Schema([('VendorID', Int32),
        ('tpep_pickup_datetime', Datetime(time_unit='ns', time_zone=None)),
        ('tpep_dropoff_datetime', Datetime(time_unit='ns', time_zone=None)),
        ('passenger_count', Int64),
        ('trip_distance', Float64),
        ('RatecodeID', Int64),
        ('store_and_fwd_flag', String),
        ('PULocationID', Int32),
        ('DOLocationID', Int32),
        ('payment_type', Int64),
        ('fare_amount', Float64),
        ('extra', Float64),
        ('mta_tax', Float64),
        ('tip_amount', Float64),
        ('tolls_amount', Float64),
        ('improvement_surcharge', Float64),
        ('total_amount', Float64),
        ('congestion_surcharge', Float64),
        ('Airport_fee', Float64)])

In [22]:
df.columns

['VendorID',
 'tpep_pickup_datetime',
 'tpep_dropoff_datetime',
 'passenger_count',
 'trip_distance',
 'RatecodeID',
 'store_and_fwd_flag',
 'PULocationID',
 'DOLocationID',
 'payment_type',
 'fare_amount',
 'extra',
 'mta_tax',
 'tip_amount',
 'tolls_amount',
 'improvement_surcharge',
 'total_amount',
 'congestion_surcharge',
 'Airport_fee']

TitleCase and snake_case in the same set of columns?? We can't allow that!

In [23]:
column_rename_mapping = {
    "VendorID": "vendor_id",
    "RatecodeID": "ratecode_id",
    "PULocationID": "pu_location_id",
    "DOLocationID": "do_location_id",
    "Airport_fee": "airport_fee",
}
(df.rename(column_rename_mapping).head())

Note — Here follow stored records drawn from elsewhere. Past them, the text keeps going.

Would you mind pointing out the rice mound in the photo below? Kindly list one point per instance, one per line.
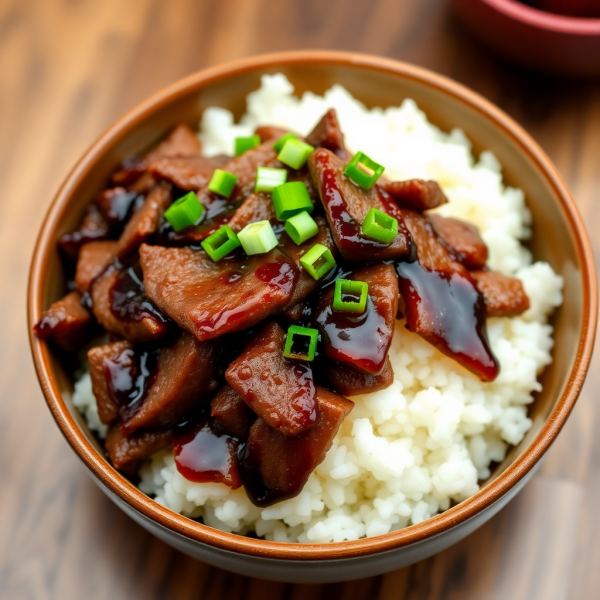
(407, 452)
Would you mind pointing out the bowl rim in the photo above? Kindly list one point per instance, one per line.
(178, 524)
(542, 19)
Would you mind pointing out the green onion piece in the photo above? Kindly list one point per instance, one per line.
(278, 145)
(294, 153)
(257, 238)
(184, 212)
(267, 178)
(350, 296)
(301, 343)
(380, 226)
(301, 227)
(290, 199)
(220, 243)
(318, 261)
(222, 183)
(363, 170)
(243, 144)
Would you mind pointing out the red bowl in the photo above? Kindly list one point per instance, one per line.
(535, 38)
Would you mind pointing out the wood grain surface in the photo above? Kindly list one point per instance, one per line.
(68, 68)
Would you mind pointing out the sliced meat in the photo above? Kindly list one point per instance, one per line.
(462, 239)
(347, 205)
(104, 361)
(93, 228)
(230, 413)
(210, 299)
(145, 221)
(186, 172)
(93, 259)
(66, 322)
(182, 141)
(327, 134)
(279, 390)
(504, 296)
(120, 306)
(306, 285)
(361, 340)
(350, 382)
(417, 194)
(204, 455)
(126, 453)
(442, 303)
(275, 467)
(185, 376)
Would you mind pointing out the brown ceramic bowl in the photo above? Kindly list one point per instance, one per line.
(559, 238)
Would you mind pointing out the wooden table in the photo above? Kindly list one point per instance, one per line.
(68, 68)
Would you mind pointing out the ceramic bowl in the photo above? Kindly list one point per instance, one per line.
(555, 43)
(559, 238)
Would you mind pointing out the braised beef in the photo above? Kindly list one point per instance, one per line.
(279, 390)
(93, 228)
(442, 303)
(417, 194)
(462, 239)
(127, 453)
(275, 467)
(67, 323)
(346, 205)
(504, 296)
(185, 376)
(205, 455)
(351, 382)
(230, 413)
(361, 340)
(145, 221)
(210, 299)
(93, 259)
(121, 306)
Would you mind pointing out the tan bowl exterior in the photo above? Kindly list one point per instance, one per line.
(559, 238)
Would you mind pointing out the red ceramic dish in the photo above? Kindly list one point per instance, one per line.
(535, 38)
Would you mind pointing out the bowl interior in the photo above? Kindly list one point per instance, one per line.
(553, 240)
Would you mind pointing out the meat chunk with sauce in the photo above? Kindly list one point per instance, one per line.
(442, 303)
(504, 296)
(66, 322)
(185, 376)
(462, 239)
(210, 299)
(126, 453)
(347, 204)
(279, 390)
(230, 413)
(351, 382)
(361, 340)
(416, 194)
(275, 467)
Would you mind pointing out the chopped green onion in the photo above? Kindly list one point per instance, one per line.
(243, 144)
(257, 238)
(318, 261)
(294, 153)
(363, 170)
(379, 226)
(301, 343)
(278, 145)
(290, 199)
(267, 178)
(350, 296)
(184, 212)
(301, 227)
(220, 243)
(222, 183)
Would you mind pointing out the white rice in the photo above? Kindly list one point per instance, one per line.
(407, 452)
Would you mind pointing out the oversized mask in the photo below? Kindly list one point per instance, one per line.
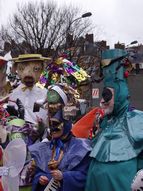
(29, 68)
(3, 66)
(29, 72)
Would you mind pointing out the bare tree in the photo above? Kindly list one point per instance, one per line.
(42, 28)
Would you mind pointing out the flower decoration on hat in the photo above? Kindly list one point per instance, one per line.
(63, 70)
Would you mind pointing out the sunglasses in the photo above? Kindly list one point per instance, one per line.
(55, 126)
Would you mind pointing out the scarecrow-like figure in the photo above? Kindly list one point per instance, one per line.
(29, 68)
(120, 140)
(4, 85)
(62, 160)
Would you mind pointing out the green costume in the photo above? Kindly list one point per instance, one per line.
(117, 146)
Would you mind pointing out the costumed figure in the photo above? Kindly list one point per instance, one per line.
(29, 68)
(62, 70)
(23, 122)
(5, 87)
(61, 160)
(118, 143)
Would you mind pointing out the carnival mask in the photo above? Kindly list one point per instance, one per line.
(29, 72)
(107, 101)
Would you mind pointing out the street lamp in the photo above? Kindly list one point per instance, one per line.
(88, 14)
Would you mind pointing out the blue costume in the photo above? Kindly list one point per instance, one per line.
(115, 155)
(74, 164)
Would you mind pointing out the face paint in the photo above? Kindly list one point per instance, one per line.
(107, 101)
(29, 72)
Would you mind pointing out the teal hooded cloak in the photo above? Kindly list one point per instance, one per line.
(116, 148)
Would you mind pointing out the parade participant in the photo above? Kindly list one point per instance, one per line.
(29, 68)
(4, 85)
(62, 162)
(120, 139)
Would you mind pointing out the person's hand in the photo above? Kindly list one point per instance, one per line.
(57, 174)
(43, 180)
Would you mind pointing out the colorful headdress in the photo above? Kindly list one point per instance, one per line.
(29, 57)
(3, 60)
(64, 71)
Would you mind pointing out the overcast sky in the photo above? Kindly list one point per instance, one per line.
(116, 20)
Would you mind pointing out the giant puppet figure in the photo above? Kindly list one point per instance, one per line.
(29, 68)
(119, 141)
(62, 161)
(4, 85)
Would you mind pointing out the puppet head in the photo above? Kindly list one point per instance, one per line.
(29, 68)
(115, 93)
(3, 66)
(62, 97)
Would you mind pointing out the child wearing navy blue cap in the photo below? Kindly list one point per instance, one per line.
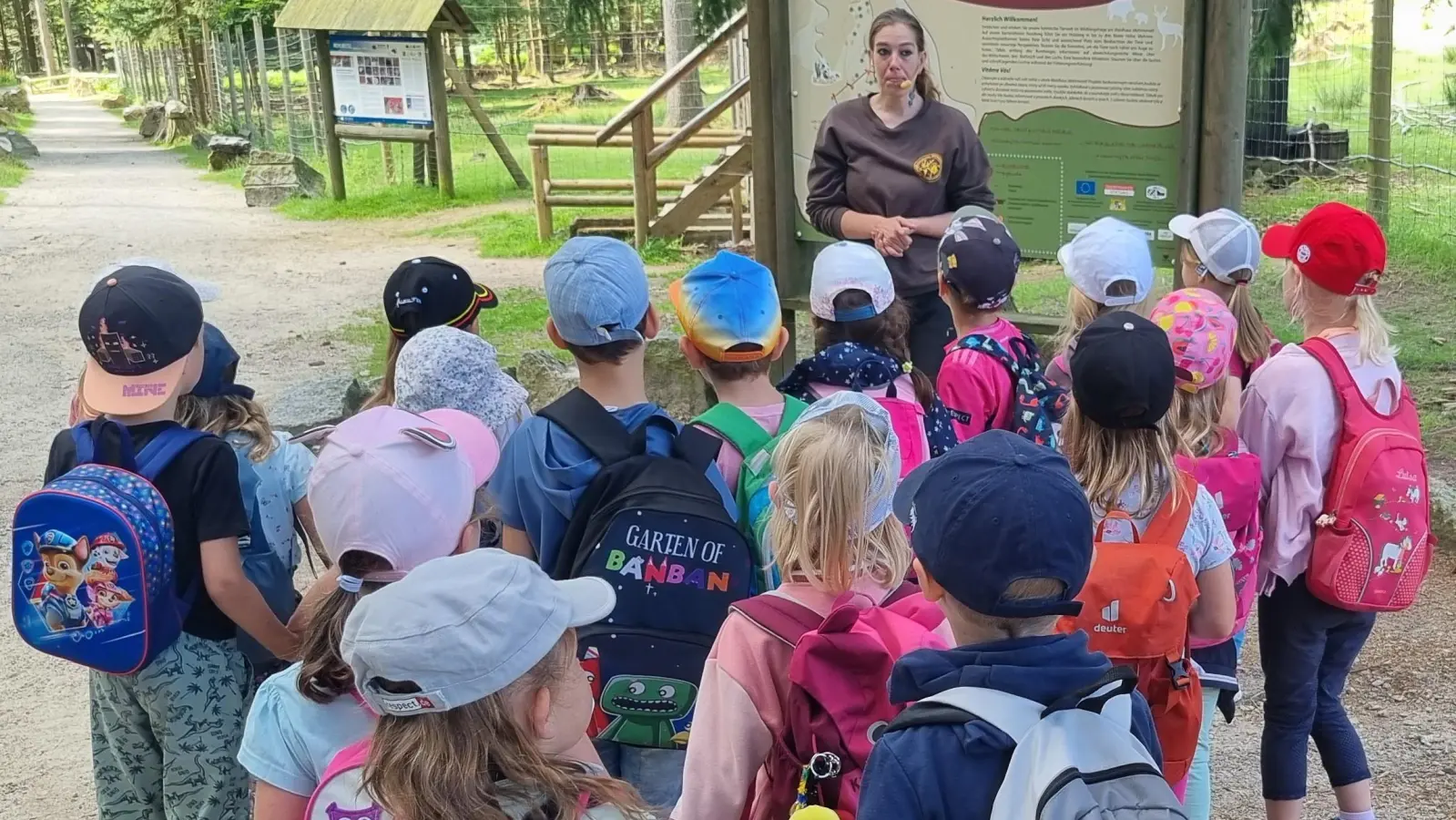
(1002, 538)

vendor_id,tpep_pickup_datetime,tpep_dropoff_datetime,passenger_count,trip_distance,ratecode_id,store_and_fwd_flag,pu_location_id,do_location_id,payment_type,fare_amount,extra,mta_tax,tip_amount,tolls_amount,improvement_surcharge,total_amount,congestion_surcharge,airport_fee
i32,datetime[ns],datetime[ns],i64,f64,i64,str,i32,i32,i64,f64,f64,f64,f64,f64,f64,f64,f64,f64
1,2024-03-01 00:18:51,2024-03-01 00:23:45,0,1.3,1,"""N""",142,239,1,8.6,3.5,0.5,2.7,0.0,1.0,16.3,2.5,0.0
1,2024-03-01 00:26:00,2024-03-01 00:29:06,0,1.1,1,"""N""",238,24,1,7.2,3.5,0.5,3.0,0.0,1.0,15.2,2.5,0.0
2,2024-03-01 00:09:22,2024-03-01 00:15:24,1,0.86,1,"""N""",263,75,2,7.9,1.0,0.5,0.0,0.0,1.0,10.4,0.0,0.0
2,2024-03-01 00:33:45,2024-03-01 00:39:34,1,0.82,1,"""N""",164,162,1,7.9,1.0,0.5,1.29,0.0,1.0,14.19,2.5,0.0
1,2024-03-01 00:05:43,2024-03-01 00:26:22,0,4.9,1,"""N""",263,7,2,25.4,3.5,0.5,0.0,0.0,1.0,30.4,2.5,0.0


Easy, looking good!

# Conclusion

In this module, we learned some advanced selecting techniques, including operations on multi-column `pl.Expr` objects, `.with_columns()`, `.drop()`, and `.rename()`, thus preparing us to create some more advanced queries in the next module.